HBM stacks and the DRAM that comprise them are different than the layers found in 3D NAND. HBM has DRAM layers packed full of bit cells connected with TSVs with an extra dye at the bottom called the base layer. “The job of the base layer is really to provide that electrical connectivity to the outside world, so it acts a lot like a buffer,” said Woo. This buffer is now being considered as a place to put some processing, but it raises a lot of issues, including thermal management. “The challenge is really stacking everything together,” he said. “Where do you put the processor and how do you cool everything? The processor’s going to likely get hotter, and the DRAM layers don’t really like to be hot because it affects the retention time.”
There are also the microbumps that act as standoffs between the layers, but there are areas that have no bumps, which means some sort of fill is required. “You have to kind of fill it with something,” said Woo. It improves the stability of the device because if it was an air gap, it could have a negative effect on thermal management.
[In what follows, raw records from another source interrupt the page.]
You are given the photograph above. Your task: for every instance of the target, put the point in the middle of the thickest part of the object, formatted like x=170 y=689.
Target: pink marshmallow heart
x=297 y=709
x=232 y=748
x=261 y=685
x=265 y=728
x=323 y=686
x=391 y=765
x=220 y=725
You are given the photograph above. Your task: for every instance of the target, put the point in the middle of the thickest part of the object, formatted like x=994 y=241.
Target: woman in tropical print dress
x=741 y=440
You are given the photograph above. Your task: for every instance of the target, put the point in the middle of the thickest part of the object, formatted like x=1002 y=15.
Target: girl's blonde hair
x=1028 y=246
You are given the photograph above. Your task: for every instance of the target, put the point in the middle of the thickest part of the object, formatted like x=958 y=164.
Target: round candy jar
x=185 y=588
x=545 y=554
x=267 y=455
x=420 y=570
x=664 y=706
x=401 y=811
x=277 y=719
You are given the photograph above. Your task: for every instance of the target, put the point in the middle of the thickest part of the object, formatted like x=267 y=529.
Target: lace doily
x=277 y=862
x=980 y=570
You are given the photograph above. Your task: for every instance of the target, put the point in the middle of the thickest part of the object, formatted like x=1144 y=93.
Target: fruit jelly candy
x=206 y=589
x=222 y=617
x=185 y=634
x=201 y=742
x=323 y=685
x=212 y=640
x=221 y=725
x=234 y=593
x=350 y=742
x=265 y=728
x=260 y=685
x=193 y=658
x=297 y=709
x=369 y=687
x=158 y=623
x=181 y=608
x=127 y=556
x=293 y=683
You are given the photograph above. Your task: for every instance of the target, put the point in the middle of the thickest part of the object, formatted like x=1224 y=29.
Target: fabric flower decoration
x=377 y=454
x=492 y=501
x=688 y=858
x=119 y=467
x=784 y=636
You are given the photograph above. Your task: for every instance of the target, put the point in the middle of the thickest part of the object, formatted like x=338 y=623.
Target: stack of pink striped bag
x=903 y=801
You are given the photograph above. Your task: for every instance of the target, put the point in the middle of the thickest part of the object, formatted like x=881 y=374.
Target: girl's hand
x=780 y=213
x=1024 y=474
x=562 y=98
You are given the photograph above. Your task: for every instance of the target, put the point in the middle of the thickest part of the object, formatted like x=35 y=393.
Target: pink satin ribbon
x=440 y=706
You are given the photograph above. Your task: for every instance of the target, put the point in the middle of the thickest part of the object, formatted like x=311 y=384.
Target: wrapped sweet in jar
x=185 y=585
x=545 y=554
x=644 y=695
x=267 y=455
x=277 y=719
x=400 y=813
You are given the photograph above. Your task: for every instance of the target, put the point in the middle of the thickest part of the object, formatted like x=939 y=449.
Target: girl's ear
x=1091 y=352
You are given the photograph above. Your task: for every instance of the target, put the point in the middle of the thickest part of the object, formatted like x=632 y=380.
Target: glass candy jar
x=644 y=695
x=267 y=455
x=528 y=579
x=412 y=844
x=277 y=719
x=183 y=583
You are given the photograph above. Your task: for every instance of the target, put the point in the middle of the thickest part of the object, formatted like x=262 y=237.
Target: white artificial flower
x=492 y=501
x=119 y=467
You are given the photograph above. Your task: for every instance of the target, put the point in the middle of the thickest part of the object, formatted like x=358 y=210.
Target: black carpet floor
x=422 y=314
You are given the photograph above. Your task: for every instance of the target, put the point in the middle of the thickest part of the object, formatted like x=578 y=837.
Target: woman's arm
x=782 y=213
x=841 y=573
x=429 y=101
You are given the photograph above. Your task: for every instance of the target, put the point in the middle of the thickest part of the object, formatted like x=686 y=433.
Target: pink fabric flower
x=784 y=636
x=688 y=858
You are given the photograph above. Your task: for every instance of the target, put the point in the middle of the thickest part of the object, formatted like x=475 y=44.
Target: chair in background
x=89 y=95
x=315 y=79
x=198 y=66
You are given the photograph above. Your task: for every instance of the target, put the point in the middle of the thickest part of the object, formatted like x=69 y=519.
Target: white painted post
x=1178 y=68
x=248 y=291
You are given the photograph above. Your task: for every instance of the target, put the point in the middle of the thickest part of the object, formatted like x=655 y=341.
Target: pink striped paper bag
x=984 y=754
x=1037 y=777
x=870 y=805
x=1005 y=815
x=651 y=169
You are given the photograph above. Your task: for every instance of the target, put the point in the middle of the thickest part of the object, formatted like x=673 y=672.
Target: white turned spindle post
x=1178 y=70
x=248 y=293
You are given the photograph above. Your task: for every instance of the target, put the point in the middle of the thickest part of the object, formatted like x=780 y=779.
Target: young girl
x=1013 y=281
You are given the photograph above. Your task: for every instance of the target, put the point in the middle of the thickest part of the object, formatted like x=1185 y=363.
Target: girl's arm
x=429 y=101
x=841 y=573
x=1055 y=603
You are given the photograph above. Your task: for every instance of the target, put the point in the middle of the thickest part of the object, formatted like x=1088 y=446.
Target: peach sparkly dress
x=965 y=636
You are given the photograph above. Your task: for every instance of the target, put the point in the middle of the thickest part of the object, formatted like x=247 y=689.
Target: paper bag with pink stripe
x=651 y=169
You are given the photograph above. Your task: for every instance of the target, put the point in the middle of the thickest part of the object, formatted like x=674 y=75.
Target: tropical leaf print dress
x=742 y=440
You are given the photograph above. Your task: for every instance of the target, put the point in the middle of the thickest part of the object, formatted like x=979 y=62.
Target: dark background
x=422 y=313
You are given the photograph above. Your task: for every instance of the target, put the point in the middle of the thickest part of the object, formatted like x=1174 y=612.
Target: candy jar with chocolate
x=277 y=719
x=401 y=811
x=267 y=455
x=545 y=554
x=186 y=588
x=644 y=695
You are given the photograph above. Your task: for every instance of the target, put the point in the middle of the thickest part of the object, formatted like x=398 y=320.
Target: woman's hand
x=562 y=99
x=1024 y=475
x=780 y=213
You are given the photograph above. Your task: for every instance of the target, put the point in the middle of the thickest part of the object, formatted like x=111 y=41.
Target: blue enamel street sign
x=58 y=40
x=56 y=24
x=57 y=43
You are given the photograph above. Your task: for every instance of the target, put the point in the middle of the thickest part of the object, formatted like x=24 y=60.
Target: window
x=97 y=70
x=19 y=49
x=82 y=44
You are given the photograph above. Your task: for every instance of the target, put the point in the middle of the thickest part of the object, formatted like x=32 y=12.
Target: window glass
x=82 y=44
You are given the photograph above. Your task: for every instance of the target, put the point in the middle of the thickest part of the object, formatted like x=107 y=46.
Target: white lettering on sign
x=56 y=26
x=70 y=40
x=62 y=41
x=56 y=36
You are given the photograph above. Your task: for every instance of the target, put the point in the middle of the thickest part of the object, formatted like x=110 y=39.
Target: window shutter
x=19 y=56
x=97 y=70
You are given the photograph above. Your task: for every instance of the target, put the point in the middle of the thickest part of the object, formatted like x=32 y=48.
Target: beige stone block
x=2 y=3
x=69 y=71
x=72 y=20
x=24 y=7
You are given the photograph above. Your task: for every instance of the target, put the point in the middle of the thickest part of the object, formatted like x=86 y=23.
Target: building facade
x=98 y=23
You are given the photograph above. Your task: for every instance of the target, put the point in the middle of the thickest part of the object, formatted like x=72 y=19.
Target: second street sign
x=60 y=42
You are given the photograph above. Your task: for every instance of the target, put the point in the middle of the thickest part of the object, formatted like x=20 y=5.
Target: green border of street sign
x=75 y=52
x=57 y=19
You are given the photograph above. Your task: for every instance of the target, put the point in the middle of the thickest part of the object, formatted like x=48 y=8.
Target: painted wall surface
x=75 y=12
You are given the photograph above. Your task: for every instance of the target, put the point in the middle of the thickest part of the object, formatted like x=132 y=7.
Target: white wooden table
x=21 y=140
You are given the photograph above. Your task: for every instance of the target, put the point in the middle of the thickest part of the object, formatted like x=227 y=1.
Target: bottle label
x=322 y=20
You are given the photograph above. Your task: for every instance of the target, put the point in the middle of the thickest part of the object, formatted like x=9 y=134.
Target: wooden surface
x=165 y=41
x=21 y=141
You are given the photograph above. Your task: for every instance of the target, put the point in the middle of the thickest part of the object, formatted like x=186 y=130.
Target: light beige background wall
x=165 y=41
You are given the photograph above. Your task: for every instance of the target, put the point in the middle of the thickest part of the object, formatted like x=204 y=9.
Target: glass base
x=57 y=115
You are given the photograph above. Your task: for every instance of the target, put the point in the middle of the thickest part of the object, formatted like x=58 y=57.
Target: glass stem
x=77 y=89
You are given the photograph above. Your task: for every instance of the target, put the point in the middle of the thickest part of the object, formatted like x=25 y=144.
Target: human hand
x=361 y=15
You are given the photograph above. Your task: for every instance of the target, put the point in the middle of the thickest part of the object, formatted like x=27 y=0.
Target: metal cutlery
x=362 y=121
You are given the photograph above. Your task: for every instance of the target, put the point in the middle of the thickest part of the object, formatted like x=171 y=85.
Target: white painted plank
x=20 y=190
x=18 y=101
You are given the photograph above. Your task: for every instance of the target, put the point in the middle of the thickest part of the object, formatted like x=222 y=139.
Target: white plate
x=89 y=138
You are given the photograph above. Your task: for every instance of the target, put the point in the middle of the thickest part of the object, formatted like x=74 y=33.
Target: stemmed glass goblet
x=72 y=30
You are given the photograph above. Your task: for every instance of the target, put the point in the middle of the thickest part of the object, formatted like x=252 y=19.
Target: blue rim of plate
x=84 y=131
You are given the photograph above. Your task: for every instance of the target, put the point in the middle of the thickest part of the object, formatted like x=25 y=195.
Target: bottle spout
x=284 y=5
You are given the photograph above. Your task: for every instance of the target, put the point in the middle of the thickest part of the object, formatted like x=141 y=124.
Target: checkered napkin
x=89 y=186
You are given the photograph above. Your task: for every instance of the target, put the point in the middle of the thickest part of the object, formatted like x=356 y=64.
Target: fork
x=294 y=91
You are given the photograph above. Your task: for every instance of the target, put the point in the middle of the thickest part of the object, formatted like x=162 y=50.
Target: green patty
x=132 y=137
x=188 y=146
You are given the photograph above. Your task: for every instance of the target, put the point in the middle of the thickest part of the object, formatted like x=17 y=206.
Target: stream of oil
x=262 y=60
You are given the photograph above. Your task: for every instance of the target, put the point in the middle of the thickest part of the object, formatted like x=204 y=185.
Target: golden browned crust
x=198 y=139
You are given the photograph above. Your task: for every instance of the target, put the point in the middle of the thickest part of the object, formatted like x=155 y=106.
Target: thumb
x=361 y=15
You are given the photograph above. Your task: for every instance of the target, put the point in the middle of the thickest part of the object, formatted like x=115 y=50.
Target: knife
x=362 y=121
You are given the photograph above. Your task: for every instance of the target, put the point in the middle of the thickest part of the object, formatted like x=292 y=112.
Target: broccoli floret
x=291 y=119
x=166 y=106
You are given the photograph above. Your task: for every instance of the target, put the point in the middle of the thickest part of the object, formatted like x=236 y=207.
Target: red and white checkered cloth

NAND is grappling with its own challenges. as more layers are added to achieve denser flash memories. As 3D NAND is stacked higher, it has exposed the limitations of current filling methods. Traditional methods, such as chemical vapor deposition, diffusion/furnace, and spin-on processes have hit their limits due to trade-offs between quality, shrinkage, and gapfill voids, which companies such as Lam Research are solving with new deposition technologies to keep up with the changing fill requirements.